Poetry

Marek Gajowniczek


older other poems newer

20 december 2015

Złożą Dziecku dary!

Wiedzieli już mędrcy - muszą złożyć dary,
lecz się w całym kraju podział podniósł stary
poddanych imperium oraz sług Heroda.
Mirra i kadzidło... ale złota szkoda!
 
Na ubogie dziecko, które ma być królem?
Wyszli na ulice i stanęli murem.
Herod by najchętniej wyrżnął wszystkie dzieci,
a rzymski namiestnik spis zrobić polecił.
 
Mędrcy już ruszyli. Prowadziła gwiazda.
Pytali pod sejmem oraz w innych miastach.
Szukali w pałacach z genetycznym kodem.
Nikt się nie przejmował ubogim narodem.
 
Dla ciężarnej panny zabrakło gospody.
Kłótnie były wszędzie, a nie było zgody.
Herod się wystraszył, że władzę utraci.
Nie tak łatwo złoto oddają bogaci.
 
A kadzidło - owszem, towarzyszy władzom.
Na jednych pomstują, ale innym kadzą,
lecz wiedzieli mędrcy i ziemscy królowie -
Królem nie jest pieniądz, a będzie nim człowiek.
 
Pomimo protestów przywódców podziemia,
przyjdą czasy nowe. Świat się będzie zmieniał,
a echo wyroków piłatowych sądów
zostawi na wieki różnicę poglądów.
 
Zaniosą te dary. Pokłonią się Panu
ludzie różnych partii, kondycji i stanu.
Na manowce trafią rzucone srebrniki.
Nie zagłuszą wiary kody polityki.
 
Cicha noc nastanie.
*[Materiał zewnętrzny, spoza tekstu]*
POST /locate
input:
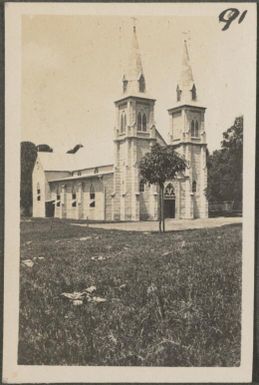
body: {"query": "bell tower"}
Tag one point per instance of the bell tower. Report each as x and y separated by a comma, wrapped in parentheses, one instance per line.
(187, 135)
(134, 133)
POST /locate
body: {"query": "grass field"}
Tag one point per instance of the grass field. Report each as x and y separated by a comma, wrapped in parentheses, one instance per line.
(171, 299)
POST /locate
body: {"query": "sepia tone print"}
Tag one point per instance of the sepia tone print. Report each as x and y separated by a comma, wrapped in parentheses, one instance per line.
(131, 193)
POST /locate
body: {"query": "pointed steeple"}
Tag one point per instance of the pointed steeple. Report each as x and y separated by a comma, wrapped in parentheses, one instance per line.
(133, 79)
(186, 90)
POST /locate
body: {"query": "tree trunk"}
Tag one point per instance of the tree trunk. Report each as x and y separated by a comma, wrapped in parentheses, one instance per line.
(162, 206)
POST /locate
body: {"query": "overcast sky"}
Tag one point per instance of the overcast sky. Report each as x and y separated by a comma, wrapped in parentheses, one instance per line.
(72, 67)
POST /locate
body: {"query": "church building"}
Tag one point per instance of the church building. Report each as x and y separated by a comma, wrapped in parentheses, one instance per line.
(80, 186)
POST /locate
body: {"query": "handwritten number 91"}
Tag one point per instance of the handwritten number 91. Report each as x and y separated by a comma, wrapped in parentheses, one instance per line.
(230, 15)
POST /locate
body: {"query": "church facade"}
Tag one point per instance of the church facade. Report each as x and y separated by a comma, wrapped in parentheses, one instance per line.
(72, 186)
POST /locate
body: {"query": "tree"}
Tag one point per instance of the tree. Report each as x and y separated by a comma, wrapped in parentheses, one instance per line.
(157, 166)
(225, 167)
(75, 149)
(44, 148)
(28, 158)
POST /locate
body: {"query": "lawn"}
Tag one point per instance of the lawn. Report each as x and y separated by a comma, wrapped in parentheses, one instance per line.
(152, 299)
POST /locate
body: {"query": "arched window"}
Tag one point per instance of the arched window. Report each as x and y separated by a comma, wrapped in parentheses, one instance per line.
(193, 91)
(196, 129)
(124, 122)
(139, 121)
(92, 196)
(38, 192)
(192, 128)
(125, 84)
(58, 197)
(178, 93)
(74, 198)
(141, 186)
(141, 84)
(144, 123)
(169, 191)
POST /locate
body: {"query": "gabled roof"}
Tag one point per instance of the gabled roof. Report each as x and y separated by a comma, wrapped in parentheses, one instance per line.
(86, 157)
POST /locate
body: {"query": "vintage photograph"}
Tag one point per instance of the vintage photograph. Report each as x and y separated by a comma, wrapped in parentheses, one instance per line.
(134, 130)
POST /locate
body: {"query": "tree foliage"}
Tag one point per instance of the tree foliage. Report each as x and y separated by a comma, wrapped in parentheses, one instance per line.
(75, 149)
(159, 165)
(225, 167)
(44, 148)
(28, 158)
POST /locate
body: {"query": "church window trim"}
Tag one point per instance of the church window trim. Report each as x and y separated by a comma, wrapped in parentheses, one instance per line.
(38, 192)
(58, 197)
(178, 94)
(125, 85)
(141, 185)
(139, 121)
(142, 84)
(194, 186)
(124, 122)
(169, 192)
(92, 196)
(144, 122)
(74, 198)
(193, 92)
(196, 130)
(192, 128)
(121, 123)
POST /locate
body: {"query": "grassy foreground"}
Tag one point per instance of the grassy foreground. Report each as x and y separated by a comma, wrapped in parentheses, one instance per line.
(171, 299)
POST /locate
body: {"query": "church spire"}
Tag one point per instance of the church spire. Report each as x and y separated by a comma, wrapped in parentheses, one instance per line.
(133, 79)
(186, 90)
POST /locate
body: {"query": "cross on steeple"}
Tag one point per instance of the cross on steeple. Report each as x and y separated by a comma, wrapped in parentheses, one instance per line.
(186, 90)
(133, 79)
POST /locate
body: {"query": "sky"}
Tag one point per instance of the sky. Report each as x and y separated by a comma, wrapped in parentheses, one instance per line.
(72, 68)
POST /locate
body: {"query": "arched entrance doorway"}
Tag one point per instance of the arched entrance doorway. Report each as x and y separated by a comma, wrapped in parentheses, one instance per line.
(169, 201)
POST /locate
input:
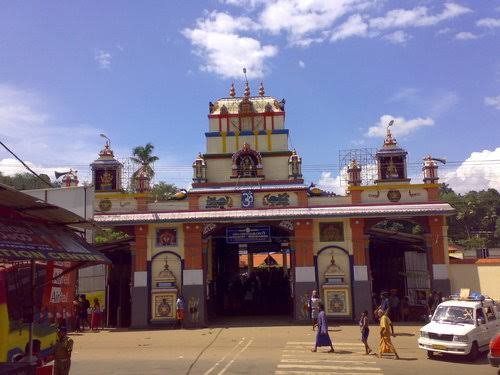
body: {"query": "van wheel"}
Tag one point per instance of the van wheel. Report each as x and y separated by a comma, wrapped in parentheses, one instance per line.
(474, 352)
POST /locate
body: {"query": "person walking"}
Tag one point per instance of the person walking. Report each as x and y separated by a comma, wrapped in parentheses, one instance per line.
(385, 345)
(322, 336)
(314, 307)
(180, 310)
(385, 307)
(365, 331)
(62, 352)
(84, 311)
(77, 306)
(95, 320)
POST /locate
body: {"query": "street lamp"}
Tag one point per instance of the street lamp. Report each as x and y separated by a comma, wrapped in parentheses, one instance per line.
(108, 141)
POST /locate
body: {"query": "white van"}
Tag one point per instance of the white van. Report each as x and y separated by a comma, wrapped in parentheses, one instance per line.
(462, 327)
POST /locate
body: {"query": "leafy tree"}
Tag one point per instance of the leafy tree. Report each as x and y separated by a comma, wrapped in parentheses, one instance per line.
(142, 155)
(162, 190)
(476, 223)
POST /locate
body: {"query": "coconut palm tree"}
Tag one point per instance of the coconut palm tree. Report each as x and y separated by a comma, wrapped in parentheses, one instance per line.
(143, 156)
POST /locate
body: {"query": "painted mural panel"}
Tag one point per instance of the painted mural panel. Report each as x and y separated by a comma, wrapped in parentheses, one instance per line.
(331, 232)
(166, 237)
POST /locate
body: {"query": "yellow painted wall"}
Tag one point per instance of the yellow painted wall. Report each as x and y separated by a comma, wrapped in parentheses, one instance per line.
(169, 205)
(484, 278)
(346, 244)
(279, 143)
(380, 196)
(274, 168)
(329, 201)
(153, 249)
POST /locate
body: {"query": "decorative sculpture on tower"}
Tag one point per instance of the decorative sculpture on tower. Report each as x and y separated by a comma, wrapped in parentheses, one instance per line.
(199, 169)
(391, 160)
(246, 163)
(353, 173)
(142, 181)
(69, 179)
(294, 166)
(163, 296)
(336, 291)
(106, 170)
(430, 168)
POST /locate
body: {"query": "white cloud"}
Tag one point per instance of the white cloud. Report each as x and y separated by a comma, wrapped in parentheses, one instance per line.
(466, 35)
(103, 59)
(28, 129)
(404, 94)
(299, 18)
(354, 26)
(417, 17)
(479, 171)
(397, 37)
(493, 101)
(490, 23)
(401, 125)
(224, 51)
(331, 183)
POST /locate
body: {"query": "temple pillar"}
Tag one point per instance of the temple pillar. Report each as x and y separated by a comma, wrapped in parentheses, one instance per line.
(250, 263)
(193, 287)
(305, 275)
(361, 288)
(437, 245)
(139, 291)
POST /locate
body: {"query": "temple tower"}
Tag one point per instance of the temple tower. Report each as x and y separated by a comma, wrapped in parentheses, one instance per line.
(106, 171)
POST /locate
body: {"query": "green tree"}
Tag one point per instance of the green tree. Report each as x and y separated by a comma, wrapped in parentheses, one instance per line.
(142, 155)
(162, 190)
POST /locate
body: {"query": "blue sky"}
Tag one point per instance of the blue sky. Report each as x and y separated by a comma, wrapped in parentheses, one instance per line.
(145, 71)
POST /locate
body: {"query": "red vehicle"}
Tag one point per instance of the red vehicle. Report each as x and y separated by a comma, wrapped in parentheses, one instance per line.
(494, 354)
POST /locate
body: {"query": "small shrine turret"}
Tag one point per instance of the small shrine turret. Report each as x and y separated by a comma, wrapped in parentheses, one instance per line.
(142, 181)
(430, 167)
(354, 173)
(199, 169)
(391, 160)
(295, 166)
(106, 170)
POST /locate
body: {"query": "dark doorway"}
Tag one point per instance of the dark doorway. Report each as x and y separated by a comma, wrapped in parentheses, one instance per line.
(399, 267)
(118, 300)
(265, 290)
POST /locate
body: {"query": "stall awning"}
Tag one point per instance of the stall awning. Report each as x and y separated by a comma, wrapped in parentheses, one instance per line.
(25, 240)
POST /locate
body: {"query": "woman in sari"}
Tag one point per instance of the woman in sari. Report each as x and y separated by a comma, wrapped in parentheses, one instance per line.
(322, 337)
(385, 345)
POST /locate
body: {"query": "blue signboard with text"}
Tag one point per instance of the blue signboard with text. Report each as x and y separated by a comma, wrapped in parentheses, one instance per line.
(260, 233)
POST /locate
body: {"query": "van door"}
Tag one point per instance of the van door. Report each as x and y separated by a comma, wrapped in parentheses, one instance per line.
(482, 329)
(493, 321)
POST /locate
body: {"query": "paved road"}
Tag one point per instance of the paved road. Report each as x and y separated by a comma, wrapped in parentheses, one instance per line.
(264, 349)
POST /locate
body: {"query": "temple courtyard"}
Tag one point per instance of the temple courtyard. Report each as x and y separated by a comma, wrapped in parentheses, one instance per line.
(268, 346)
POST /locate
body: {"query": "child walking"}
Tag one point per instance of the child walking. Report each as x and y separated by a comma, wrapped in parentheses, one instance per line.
(365, 331)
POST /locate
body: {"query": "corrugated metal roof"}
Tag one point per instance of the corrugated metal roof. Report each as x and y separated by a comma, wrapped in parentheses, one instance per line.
(400, 210)
(221, 189)
(34, 208)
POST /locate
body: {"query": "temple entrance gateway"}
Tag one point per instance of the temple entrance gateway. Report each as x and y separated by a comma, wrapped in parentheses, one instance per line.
(249, 271)
(399, 267)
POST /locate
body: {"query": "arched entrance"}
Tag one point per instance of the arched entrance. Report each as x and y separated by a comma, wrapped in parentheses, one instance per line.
(248, 270)
(399, 265)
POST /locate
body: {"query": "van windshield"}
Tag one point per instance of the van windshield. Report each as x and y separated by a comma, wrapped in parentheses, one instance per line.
(454, 314)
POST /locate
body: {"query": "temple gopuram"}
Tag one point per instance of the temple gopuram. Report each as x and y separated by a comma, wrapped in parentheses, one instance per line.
(248, 201)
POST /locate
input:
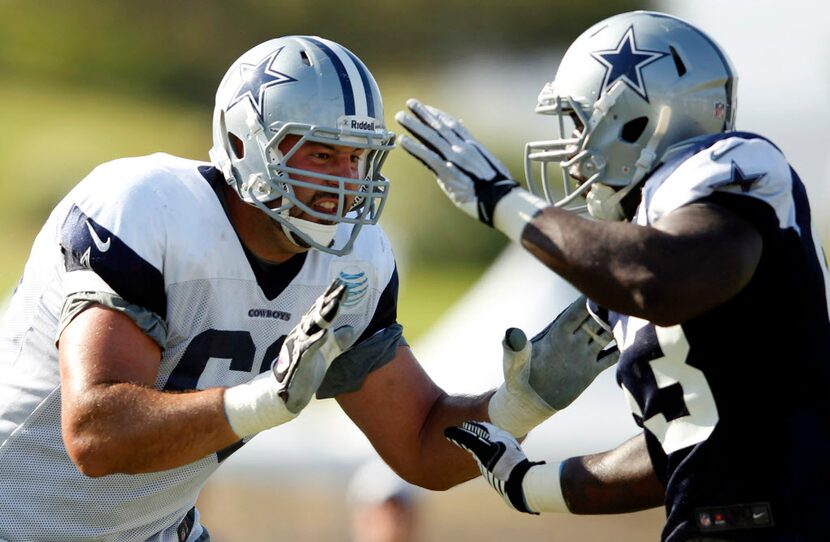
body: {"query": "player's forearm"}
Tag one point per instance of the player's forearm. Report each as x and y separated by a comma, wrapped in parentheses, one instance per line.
(126, 428)
(614, 482)
(441, 465)
(688, 262)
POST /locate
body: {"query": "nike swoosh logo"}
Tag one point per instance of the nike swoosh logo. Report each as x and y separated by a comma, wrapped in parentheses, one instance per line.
(102, 246)
(732, 145)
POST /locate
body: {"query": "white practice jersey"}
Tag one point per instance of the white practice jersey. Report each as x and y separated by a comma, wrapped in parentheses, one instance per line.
(734, 401)
(150, 236)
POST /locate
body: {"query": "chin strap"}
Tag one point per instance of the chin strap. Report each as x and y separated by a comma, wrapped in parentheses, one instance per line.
(320, 234)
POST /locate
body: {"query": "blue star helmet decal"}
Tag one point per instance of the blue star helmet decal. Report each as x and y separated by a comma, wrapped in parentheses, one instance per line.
(256, 78)
(625, 63)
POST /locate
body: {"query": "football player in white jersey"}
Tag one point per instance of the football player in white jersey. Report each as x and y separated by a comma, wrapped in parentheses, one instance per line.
(171, 309)
(699, 254)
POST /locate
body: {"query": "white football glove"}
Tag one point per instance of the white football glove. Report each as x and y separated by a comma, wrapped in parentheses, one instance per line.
(546, 374)
(525, 485)
(473, 179)
(278, 395)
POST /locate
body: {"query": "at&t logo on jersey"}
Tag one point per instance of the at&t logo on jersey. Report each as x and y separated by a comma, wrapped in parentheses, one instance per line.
(357, 284)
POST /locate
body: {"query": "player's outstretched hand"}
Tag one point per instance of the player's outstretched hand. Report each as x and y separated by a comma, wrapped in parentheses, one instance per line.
(569, 354)
(278, 395)
(467, 172)
(546, 374)
(309, 349)
(500, 459)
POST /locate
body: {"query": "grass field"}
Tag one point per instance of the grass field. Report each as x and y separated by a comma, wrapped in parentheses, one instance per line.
(311, 510)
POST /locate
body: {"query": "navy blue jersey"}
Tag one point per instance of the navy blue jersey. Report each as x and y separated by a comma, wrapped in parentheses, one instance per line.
(734, 402)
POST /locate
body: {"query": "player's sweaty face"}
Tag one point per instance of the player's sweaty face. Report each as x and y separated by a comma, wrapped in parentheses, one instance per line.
(335, 160)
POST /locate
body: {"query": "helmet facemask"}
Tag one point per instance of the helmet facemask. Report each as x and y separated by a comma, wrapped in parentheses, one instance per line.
(614, 131)
(318, 107)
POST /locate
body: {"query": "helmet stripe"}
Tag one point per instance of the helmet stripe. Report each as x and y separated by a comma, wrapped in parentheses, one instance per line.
(367, 85)
(342, 73)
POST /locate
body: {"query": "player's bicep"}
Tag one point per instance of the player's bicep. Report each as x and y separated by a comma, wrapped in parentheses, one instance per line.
(103, 346)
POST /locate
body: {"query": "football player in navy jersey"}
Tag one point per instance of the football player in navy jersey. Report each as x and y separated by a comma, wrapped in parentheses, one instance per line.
(171, 309)
(699, 255)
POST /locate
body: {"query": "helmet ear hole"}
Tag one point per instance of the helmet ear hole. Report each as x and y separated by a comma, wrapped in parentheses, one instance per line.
(237, 146)
(633, 129)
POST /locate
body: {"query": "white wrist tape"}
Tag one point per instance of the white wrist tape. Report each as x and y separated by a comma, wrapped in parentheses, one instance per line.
(515, 210)
(542, 487)
(517, 415)
(255, 406)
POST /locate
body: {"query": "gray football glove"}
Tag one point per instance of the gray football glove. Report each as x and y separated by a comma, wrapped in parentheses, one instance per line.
(569, 354)
(553, 369)
(277, 396)
(310, 348)
(468, 173)
(500, 459)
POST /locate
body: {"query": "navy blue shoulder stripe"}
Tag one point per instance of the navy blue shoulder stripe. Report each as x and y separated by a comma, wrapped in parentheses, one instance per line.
(345, 80)
(367, 86)
(88, 245)
(694, 146)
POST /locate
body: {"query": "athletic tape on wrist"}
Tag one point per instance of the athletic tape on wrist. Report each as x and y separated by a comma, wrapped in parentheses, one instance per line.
(515, 210)
(517, 415)
(255, 406)
(542, 486)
Ruszymy do szopy.
Pójdą ludzie ze wsi, z miast i Europy
i dla demokracji czeka też nakrycie.
Nadzieja nas będzie prowadzić przez życie.






wybierz wersję Polską

choose the English version

Report this item

 


Terms of use | Privacy policy

Copyright © 2010 truml.com, by using this service you accept terms of use.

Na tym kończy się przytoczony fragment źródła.